さらに自衛隊装備を守る武器使用を認めた「武器等防護」の対象は他国軍にも広がり、米軍と自衛隊の一体性が高まる。そのため合同訓練が増加するとの指摘がある。
 米軍普天間飛行場(宜野湾市)の滑走路北側に位置する新城区の與那覇政勇自治会長代行は「普天間飛行場にも自衛隊機が飛来する可能性があるのではないか」と基地負担の増加に懸念を抱く。「キャンプ・ハンセンなどでは自衛隊との共同使用がすでに始まっている。騒音被害や危険性は増すことになり、決して認めることはできない」と語気を強める。
 また米軍基地に自衛隊を常駐させ、施設運営などを一体化する案が何度も浮上しており、一体性の進展に伴って米軍基地が固定化される危険性もある。さらに成立過程の政府の強硬姿勢が名護市の辺野古新基地建設問題でも貫かれるという疑念の声も飛び交う。

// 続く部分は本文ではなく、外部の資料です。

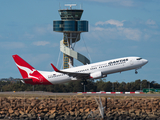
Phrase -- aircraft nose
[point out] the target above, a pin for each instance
(145, 61)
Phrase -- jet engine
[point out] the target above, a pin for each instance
(97, 75)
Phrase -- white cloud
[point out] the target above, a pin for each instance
(111, 22)
(11, 45)
(40, 43)
(117, 31)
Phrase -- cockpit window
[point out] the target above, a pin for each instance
(139, 58)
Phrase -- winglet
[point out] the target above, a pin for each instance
(54, 68)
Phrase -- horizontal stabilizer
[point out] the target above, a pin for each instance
(24, 79)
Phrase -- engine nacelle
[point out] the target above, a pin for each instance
(97, 75)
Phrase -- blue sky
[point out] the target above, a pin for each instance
(117, 28)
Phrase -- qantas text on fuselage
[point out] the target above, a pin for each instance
(90, 71)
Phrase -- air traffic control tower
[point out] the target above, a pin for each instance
(71, 26)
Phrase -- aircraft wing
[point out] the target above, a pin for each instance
(73, 74)
(24, 79)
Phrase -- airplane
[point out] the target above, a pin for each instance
(90, 71)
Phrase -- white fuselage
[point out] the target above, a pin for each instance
(104, 68)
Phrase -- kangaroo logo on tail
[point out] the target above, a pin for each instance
(26, 70)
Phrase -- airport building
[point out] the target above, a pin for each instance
(71, 26)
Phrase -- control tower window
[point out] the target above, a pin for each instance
(70, 14)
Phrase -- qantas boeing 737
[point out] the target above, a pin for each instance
(90, 71)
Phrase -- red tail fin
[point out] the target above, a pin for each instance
(24, 68)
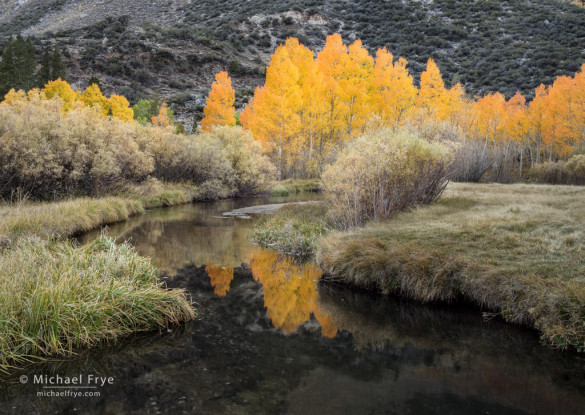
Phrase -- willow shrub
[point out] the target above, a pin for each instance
(226, 161)
(571, 171)
(45, 151)
(382, 173)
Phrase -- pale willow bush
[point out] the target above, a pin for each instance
(226, 161)
(382, 173)
(46, 151)
(253, 171)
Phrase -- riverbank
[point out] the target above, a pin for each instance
(56, 298)
(65, 218)
(513, 250)
(516, 250)
(294, 229)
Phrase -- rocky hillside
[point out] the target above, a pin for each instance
(175, 46)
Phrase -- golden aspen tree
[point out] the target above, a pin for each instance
(434, 100)
(393, 90)
(490, 117)
(331, 63)
(516, 123)
(314, 112)
(354, 87)
(13, 96)
(537, 116)
(219, 109)
(273, 115)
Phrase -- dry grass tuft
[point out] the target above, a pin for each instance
(55, 298)
(516, 249)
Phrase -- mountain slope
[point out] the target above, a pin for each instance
(176, 46)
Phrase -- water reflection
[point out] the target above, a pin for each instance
(220, 278)
(192, 234)
(270, 339)
(290, 291)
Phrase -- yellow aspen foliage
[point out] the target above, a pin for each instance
(355, 86)
(273, 115)
(516, 123)
(434, 100)
(490, 114)
(219, 109)
(331, 63)
(393, 90)
(119, 107)
(92, 96)
(63, 90)
(162, 120)
(14, 96)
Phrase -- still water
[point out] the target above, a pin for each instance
(270, 339)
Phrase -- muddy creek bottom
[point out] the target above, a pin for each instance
(269, 338)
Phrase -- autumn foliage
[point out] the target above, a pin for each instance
(310, 105)
(219, 110)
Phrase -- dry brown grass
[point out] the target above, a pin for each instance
(515, 249)
(70, 217)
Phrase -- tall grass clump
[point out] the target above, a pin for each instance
(571, 171)
(382, 173)
(63, 219)
(56, 298)
(294, 229)
(516, 250)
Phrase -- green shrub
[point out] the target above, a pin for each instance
(382, 173)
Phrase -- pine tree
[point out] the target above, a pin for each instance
(24, 64)
(44, 73)
(57, 66)
(7, 68)
(94, 81)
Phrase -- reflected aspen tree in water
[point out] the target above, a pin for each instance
(220, 277)
(290, 291)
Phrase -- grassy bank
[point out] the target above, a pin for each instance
(294, 229)
(293, 186)
(517, 250)
(55, 298)
(70, 217)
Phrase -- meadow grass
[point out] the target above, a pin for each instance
(56, 298)
(292, 186)
(293, 229)
(516, 250)
(70, 217)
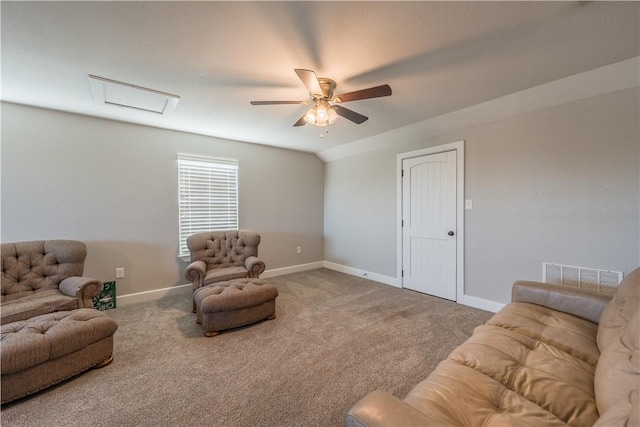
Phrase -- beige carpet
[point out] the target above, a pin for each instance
(336, 338)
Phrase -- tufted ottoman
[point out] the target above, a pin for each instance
(234, 303)
(44, 350)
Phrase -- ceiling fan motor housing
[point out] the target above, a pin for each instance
(327, 86)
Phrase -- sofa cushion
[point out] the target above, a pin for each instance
(559, 330)
(618, 371)
(31, 342)
(528, 365)
(219, 274)
(36, 304)
(32, 267)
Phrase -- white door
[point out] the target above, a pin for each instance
(429, 224)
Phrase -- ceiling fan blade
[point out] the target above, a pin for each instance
(310, 81)
(350, 114)
(276, 102)
(372, 92)
(301, 122)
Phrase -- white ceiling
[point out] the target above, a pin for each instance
(438, 57)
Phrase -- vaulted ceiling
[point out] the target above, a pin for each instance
(438, 57)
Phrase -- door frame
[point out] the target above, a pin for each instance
(457, 146)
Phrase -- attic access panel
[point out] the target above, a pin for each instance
(112, 92)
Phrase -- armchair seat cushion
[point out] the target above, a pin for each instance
(35, 305)
(223, 274)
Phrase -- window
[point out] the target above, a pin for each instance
(208, 192)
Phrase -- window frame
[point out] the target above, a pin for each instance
(194, 171)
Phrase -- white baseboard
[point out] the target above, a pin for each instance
(293, 269)
(480, 303)
(392, 281)
(185, 289)
(155, 294)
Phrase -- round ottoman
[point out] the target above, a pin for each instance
(234, 303)
(47, 349)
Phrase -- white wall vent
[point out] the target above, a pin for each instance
(592, 279)
(112, 92)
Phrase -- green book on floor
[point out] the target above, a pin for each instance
(107, 298)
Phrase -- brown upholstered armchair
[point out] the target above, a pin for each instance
(41, 277)
(223, 255)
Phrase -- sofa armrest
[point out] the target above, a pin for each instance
(380, 408)
(195, 273)
(83, 288)
(255, 266)
(578, 302)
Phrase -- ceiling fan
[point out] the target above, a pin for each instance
(321, 92)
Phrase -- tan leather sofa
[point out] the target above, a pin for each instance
(223, 255)
(44, 276)
(553, 356)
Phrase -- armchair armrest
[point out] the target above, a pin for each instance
(195, 273)
(255, 266)
(83, 288)
(380, 408)
(578, 302)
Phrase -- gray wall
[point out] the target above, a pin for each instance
(556, 185)
(114, 186)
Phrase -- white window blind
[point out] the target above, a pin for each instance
(208, 191)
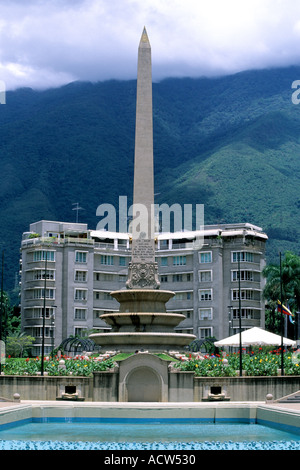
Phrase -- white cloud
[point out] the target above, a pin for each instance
(47, 43)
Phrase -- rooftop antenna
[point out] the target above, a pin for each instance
(77, 208)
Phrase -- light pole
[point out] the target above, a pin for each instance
(240, 314)
(1, 315)
(281, 319)
(44, 315)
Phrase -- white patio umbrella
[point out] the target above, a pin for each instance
(255, 336)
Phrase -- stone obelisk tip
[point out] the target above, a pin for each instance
(144, 39)
(142, 270)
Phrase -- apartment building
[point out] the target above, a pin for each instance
(68, 272)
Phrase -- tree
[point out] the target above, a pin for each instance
(288, 282)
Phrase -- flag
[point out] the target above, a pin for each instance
(283, 308)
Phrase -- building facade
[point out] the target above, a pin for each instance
(68, 272)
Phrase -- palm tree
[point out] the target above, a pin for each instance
(290, 285)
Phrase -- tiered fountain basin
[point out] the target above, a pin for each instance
(142, 323)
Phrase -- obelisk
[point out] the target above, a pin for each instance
(143, 273)
(142, 321)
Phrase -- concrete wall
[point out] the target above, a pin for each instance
(44, 387)
(247, 388)
(181, 387)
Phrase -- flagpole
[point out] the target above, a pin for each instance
(281, 318)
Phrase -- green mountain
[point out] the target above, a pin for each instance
(231, 143)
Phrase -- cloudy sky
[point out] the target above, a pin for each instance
(46, 43)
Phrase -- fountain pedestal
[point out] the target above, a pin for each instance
(142, 323)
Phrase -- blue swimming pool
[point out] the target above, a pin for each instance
(145, 436)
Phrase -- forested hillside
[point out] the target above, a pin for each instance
(231, 143)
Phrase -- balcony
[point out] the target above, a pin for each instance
(53, 241)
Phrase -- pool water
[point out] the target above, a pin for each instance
(72, 435)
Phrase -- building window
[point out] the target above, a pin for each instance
(107, 260)
(205, 276)
(205, 257)
(183, 296)
(80, 294)
(177, 278)
(205, 294)
(122, 261)
(245, 275)
(245, 313)
(44, 255)
(179, 260)
(80, 256)
(81, 276)
(101, 295)
(244, 256)
(205, 313)
(39, 293)
(80, 314)
(79, 331)
(39, 274)
(246, 294)
(204, 333)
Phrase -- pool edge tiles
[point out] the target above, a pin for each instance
(10, 415)
(279, 418)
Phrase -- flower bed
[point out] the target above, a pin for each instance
(82, 366)
(253, 364)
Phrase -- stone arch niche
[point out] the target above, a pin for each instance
(143, 377)
(143, 384)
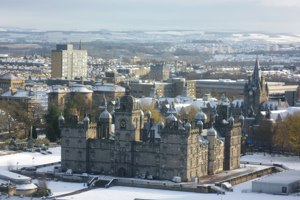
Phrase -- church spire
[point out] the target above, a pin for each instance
(256, 73)
(80, 47)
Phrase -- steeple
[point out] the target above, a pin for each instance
(256, 76)
(80, 45)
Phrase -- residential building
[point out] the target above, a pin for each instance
(68, 63)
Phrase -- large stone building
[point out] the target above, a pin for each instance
(128, 143)
(68, 63)
(172, 88)
(9, 81)
(159, 72)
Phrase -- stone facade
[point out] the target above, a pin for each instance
(140, 148)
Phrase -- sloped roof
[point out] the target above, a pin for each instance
(108, 88)
(9, 76)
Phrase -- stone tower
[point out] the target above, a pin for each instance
(104, 123)
(127, 133)
(255, 92)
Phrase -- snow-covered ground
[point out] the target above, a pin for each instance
(241, 191)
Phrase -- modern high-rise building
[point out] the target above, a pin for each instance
(68, 63)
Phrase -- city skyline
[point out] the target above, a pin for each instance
(90, 15)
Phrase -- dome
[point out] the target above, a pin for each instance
(231, 120)
(171, 118)
(241, 118)
(200, 123)
(148, 113)
(188, 125)
(86, 119)
(142, 113)
(161, 124)
(224, 121)
(105, 115)
(211, 132)
(200, 116)
(61, 118)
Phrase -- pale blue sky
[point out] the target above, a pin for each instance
(211, 15)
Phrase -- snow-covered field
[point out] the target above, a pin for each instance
(242, 191)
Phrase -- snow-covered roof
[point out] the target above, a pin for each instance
(145, 100)
(275, 114)
(9, 76)
(284, 177)
(80, 88)
(58, 89)
(18, 94)
(108, 88)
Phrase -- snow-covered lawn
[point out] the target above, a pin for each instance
(241, 191)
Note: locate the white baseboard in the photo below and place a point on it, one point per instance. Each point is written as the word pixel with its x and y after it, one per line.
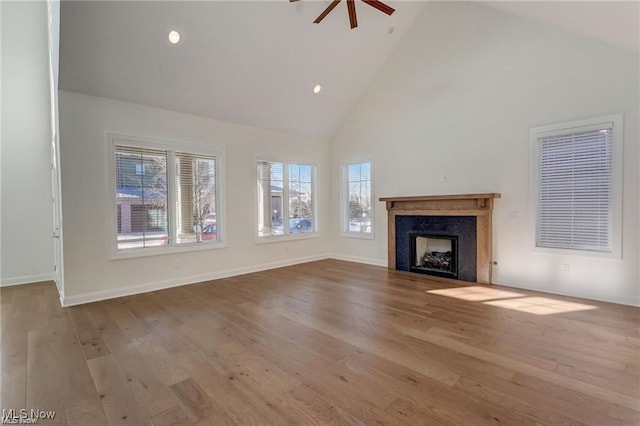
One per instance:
pixel 160 285
pixel 27 279
pixel 358 259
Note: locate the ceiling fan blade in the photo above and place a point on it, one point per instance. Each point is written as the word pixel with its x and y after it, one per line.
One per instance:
pixel 351 6
pixel 380 6
pixel 329 8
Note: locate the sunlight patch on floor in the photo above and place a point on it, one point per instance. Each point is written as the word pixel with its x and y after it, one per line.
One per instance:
pixel 540 305
pixel 475 293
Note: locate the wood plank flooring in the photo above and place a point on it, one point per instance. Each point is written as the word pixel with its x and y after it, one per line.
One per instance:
pixel 326 342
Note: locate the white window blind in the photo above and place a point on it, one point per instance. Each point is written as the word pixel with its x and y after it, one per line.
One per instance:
pixel 285 198
pixel 357 202
pixel 165 196
pixel 196 216
pixel 575 184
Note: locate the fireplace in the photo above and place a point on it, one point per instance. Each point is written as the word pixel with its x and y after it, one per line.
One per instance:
pixel 466 216
pixel 434 255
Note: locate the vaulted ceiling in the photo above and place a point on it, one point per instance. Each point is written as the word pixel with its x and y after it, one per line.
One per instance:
pixel 256 62
pixel 249 62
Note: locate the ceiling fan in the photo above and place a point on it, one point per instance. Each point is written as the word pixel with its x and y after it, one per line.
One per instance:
pixel 351 7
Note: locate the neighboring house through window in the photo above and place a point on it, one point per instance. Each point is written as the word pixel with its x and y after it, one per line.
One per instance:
pixel 356 200
pixel 166 195
pixel 286 199
pixel 577 185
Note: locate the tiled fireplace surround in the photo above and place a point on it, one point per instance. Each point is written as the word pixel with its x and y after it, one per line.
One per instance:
pixel 469 216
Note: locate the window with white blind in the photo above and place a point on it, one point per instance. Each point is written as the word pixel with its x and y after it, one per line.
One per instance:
pixel 577 185
pixel 286 199
pixel 357 199
pixel 167 195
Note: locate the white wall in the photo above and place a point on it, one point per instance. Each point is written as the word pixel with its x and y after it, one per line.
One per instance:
pixel 26 211
pixel 86 191
pixel 457 98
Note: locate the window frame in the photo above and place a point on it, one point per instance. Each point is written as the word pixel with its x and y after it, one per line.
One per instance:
pixel 344 202
pixel 171 147
pixel 616 121
pixel 286 236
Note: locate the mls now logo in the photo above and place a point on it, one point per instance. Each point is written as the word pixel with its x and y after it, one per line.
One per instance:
pixel 24 416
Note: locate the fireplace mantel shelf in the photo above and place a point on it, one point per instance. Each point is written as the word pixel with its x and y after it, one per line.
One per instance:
pixel 442 197
pixel 478 205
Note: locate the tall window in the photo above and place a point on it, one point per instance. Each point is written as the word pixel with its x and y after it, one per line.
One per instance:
pixel 164 197
pixel 286 203
pixel 358 214
pixel 577 196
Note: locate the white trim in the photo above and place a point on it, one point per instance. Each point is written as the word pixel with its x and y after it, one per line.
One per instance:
pixel 267 239
pixel 160 285
pixel 27 279
pixel 344 232
pixel 615 121
pixel 358 259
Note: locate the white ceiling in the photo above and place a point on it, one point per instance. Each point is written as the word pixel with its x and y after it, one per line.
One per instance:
pixel 256 62
pixel 253 63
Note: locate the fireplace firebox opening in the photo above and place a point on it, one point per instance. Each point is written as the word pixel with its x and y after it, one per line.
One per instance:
pixel 434 255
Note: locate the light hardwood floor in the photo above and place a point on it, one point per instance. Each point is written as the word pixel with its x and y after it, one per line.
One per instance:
pixel 326 342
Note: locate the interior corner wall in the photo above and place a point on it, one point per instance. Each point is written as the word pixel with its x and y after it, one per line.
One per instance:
pixel 26 209
pixel 91 274
pixel 457 99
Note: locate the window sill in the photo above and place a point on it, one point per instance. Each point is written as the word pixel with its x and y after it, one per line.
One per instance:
pixel 358 235
pixel 163 250
pixel 288 237
pixel 613 255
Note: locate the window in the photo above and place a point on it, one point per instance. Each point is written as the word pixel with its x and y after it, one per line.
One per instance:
pixel 166 195
pixel 357 211
pixel 577 185
pixel 286 203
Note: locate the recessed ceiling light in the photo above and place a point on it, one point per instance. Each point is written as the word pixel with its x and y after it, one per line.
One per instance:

 一方、我部政明琉球大教授(国際政治学)は尖閣諸島の領有権問題で安倍政権が対中国に強気の姿勢が取りやすくなったことを危惧する。「安保関連法により日米関係が強化されたことで政権に『米国が守ってくれる』という安心感が生まれる」とした上で、「今後の日本の変化により中国を刺激する可能性がある。地理的に中国と近い沖縄が軍事的な緊張にさらされることにつながりかねず、政権はさらに慎重な姿勢が求められる」と語る。